U


The Untouchables

Reviewed by unknown, Pepperdine University

The place was Chicago. It was 1930, the time of ganglords and the time of Al Capone. In the Untouchables, Kevin Costner played Elliot Ness, the man who got Al Capone(played by Robert DeNiro). Elliot Ness was a special agent of the Treasury Department, and at the request of the city of Chicago and the federal government, he was to stop the violence and the liquor that Al Capone was behind.

In the beginning, Kevin Costner's Elliot Ness is in Kohlberg's fourth stage which is doing one's duty, respecting authority, and maintaining the given social order for its own sake. This is evident very early in the film when he is talking to the policemen about inforcing the prohibition law. He tells them that prohibition is the law of the land, and even though you think it may be harmless, you are not to drink from now on because if we are going to inforce the law, we must first do so by setting an example. He is very gung-ho and positive that he is going to stop the liquor and the violence. You can respect him for this even though he seems naive about the situation. It really shows when he goes for his first raid and says "Okay men, let's do some good."
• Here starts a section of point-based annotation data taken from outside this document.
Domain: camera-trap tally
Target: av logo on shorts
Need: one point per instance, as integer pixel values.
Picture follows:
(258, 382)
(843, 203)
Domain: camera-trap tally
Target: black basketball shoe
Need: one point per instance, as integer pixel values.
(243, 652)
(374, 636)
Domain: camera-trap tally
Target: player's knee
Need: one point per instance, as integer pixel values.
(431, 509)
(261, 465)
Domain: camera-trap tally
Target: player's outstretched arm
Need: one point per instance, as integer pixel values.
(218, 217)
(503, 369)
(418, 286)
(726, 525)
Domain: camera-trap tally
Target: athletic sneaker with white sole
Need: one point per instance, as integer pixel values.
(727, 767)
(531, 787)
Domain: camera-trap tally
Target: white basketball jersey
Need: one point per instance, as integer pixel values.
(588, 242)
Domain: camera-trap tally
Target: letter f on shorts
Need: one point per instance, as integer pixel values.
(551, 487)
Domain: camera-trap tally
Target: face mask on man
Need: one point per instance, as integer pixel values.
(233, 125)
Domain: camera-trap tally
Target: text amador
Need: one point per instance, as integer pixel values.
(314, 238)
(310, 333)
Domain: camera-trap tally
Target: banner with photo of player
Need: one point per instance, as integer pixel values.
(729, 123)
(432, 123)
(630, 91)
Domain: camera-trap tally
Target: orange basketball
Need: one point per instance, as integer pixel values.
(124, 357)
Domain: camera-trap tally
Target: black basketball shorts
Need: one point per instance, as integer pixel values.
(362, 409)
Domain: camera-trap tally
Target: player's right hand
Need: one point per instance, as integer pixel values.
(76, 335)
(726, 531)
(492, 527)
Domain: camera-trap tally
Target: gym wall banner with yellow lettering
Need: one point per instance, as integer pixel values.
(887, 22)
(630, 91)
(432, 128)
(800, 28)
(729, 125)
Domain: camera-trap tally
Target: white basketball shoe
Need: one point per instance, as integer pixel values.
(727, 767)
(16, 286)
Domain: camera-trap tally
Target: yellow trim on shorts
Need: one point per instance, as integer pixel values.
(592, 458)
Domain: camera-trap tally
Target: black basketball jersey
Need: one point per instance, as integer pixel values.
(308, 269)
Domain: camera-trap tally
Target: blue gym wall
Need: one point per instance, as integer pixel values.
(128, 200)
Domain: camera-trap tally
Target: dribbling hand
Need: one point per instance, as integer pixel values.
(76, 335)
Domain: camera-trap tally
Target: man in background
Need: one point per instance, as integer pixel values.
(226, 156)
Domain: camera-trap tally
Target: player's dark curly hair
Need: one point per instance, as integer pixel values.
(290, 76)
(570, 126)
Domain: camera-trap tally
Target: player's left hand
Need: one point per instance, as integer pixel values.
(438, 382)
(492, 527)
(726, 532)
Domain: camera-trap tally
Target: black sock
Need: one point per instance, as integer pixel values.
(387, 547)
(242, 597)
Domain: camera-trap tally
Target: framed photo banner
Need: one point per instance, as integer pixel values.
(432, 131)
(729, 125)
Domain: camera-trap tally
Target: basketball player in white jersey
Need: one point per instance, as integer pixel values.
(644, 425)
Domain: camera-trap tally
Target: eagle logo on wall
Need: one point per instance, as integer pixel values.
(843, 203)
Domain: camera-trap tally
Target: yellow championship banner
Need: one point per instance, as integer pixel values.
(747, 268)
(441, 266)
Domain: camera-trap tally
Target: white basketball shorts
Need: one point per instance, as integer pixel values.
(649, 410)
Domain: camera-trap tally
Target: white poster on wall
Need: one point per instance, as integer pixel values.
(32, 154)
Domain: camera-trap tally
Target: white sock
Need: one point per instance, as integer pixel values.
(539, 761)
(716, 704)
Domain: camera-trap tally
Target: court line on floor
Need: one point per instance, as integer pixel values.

As the movie progresses, Elliot is still operating in stage four, but you can sense that there could be a change when he meets with Malone(played by Sean Connery) in the church. He goes there to get Malone's advice on how to get Capone. Elliot is prepared to do anything within the law to get Capone, but Malone comes back with "then what?" Malone suggests that he do it the Chicago way, " He pulls a knife, you pull a gun. He sends one of yours to the hospital, you send one of his to the morgue.." but Elliot retorts with "I have sworn to put this man away with any legal means at my disposal, and I will do so." He does show his law abiding nature, but you can sense that his anger could possibly shift him elsewhere. This is more clearly seen when his family is threatened, and he tells Malone "I want to hurt Capone, I want to hurt him." He has moved from the law abiding man pursuing the extinction of violence and liquor, to part of a four man crusade against Capone himself. It is hard to tell where he shifts to because he keeps coming back with his "law abiding" statements, but it is clear he is not in stage four of Kohlberg. This is seen when he tells the book keeper that because he has broken the law he must, as his right, become an informant. In the scene right after this though, he says "Your not from Chicago." to the Canadian policeman who criticized Malone on his law enforcement methods. He has said something that he himself did not agree with in the beginning.
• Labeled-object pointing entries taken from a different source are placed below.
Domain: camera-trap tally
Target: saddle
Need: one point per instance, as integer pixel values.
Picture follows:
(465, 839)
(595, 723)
When Malone is killed by one of Capone's men, you can see that Elliot will do anything to get Capone. It is almost like an eye for an eye reasoning, but if he started in stage four, Kohlberg says that you can not go backwards. When Elliot goes to the train station to get the book keeper, he shoots up the bad guys and he does not seem ot feel remorse like he did in earlier scenes. He is still enforcing the law, but it's more vengeful since the death of Malone, which clearly shows he is not in stage four. He does not fit to clearly into any of Kohlberg's other stages though.
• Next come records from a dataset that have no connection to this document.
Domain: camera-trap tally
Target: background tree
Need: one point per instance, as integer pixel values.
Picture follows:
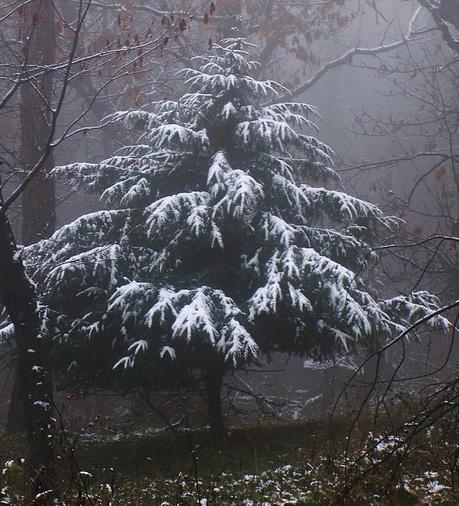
(213, 248)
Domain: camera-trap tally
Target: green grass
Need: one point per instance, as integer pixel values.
(283, 463)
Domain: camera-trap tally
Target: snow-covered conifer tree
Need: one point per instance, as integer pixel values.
(219, 241)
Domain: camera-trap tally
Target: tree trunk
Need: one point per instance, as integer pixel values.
(17, 294)
(38, 199)
(214, 380)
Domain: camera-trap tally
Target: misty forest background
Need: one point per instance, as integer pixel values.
(229, 266)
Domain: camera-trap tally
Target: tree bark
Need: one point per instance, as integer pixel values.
(17, 294)
(214, 380)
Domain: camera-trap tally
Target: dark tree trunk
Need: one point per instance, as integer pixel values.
(17, 294)
(38, 199)
(214, 380)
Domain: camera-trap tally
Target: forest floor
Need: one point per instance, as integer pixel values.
(266, 464)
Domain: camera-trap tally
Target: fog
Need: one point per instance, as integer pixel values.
(183, 283)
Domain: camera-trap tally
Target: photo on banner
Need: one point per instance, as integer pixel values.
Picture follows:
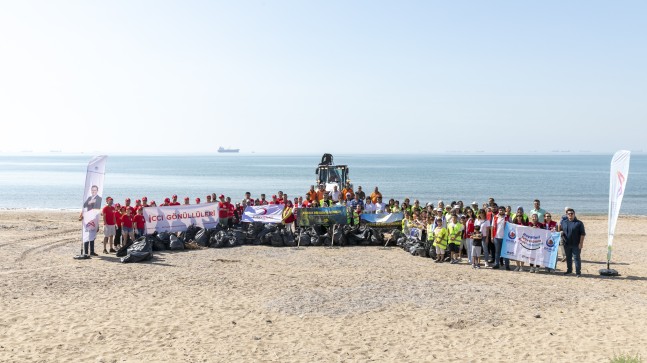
(93, 197)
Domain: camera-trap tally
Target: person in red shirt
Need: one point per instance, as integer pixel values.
(139, 222)
(108, 213)
(138, 205)
(223, 212)
(230, 212)
(127, 227)
(128, 206)
(119, 211)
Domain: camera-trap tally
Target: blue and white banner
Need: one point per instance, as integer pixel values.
(530, 245)
(383, 220)
(272, 213)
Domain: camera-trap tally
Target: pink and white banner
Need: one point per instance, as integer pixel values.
(272, 213)
(178, 218)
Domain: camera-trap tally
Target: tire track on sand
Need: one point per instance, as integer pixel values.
(43, 248)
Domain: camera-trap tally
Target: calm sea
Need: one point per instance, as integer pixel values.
(579, 181)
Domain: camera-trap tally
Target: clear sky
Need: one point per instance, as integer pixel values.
(327, 76)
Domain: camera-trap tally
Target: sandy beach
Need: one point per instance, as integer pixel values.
(258, 303)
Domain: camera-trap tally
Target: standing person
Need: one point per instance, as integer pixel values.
(538, 210)
(440, 236)
(534, 223)
(248, 197)
(477, 242)
(376, 193)
(484, 228)
(223, 212)
(380, 207)
(360, 193)
(231, 211)
(469, 229)
(368, 206)
(335, 195)
(127, 230)
(139, 223)
(573, 234)
(497, 231)
(94, 200)
(108, 213)
(455, 229)
(518, 219)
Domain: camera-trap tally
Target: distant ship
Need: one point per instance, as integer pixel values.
(223, 150)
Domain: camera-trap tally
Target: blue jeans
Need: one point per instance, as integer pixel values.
(573, 251)
(498, 243)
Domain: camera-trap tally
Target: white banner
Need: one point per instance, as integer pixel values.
(272, 213)
(92, 197)
(178, 218)
(531, 245)
(618, 182)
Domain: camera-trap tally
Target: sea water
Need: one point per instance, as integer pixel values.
(56, 181)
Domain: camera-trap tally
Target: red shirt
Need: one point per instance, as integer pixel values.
(127, 221)
(222, 210)
(230, 209)
(139, 221)
(118, 216)
(108, 215)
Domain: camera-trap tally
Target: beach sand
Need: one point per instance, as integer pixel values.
(258, 303)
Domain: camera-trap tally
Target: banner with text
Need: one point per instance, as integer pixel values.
(530, 245)
(323, 216)
(383, 220)
(272, 213)
(178, 218)
(93, 197)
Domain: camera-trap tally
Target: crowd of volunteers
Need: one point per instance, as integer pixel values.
(456, 230)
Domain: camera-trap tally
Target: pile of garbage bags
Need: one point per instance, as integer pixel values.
(272, 235)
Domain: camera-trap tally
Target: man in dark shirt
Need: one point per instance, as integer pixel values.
(573, 234)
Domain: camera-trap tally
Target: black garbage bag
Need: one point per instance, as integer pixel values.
(219, 240)
(191, 232)
(239, 236)
(288, 238)
(201, 237)
(339, 237)
(140, 250)
(123, 250)
(176, 243)
(156, 243)
(276, 239)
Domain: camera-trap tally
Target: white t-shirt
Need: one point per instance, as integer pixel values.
(485, 224)
(500, 227)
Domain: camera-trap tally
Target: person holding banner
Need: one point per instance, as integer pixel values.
(440, 236)
(573, 233)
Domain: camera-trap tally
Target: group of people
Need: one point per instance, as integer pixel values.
(451, 228)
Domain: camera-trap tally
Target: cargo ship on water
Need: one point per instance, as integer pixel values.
(223, 150)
In the final scenes you can really tell Elliot Ness is not in stage four moral reasoning. While in court Ness see's one of Capone's men with a gun and he gets a bailiff, and they escort him out. While he is checking out this man's possessions, he see's Malone's address on the inside of some matches, and he knew that this was the man who had killed him. He chases the man down, and traps him, and could have shot him, but it seems as if he is going to let justice prevail. When he is walking to the door though, ( they are on the roof) the bad guy says, "He died like a stuck Irish pig, and I want you to think about that when I beat my rap." Right then Ness grabs him and throws him off the roof and says, "Did he sound anything like that?" There is no way he is in stage four. He may have gone to stage three to meet the expectations of family loyalty, because Malone was like family, or he could have gone to stage five. In stage five, laws can be changed democratically and rational consideration can improve utility, and Ness could have seen it as this man will probably go free, which would not be right, and rationalized it in that way. I believe that he knew the law, and what was right and wrong, but he saw to it that this man paid for his crime. He even says in one of the last scenes of the movie " I have for sworn myself. I have broken every law that I swore to defend. I have become what I beheld, and I am content that I have done right." He knows that the way he went about getting Capone was not the proper way, but he still believes that he has done right. I even looked at stage six where it says that right is defined by conscience,in accordance with self-chosen principles that are abstract and not moral with an emphisis on reciprocity, but I really do not think he ever reached stage six, and maybe not even stage five. I do believe that he started out in stage four, but where he went I do not know.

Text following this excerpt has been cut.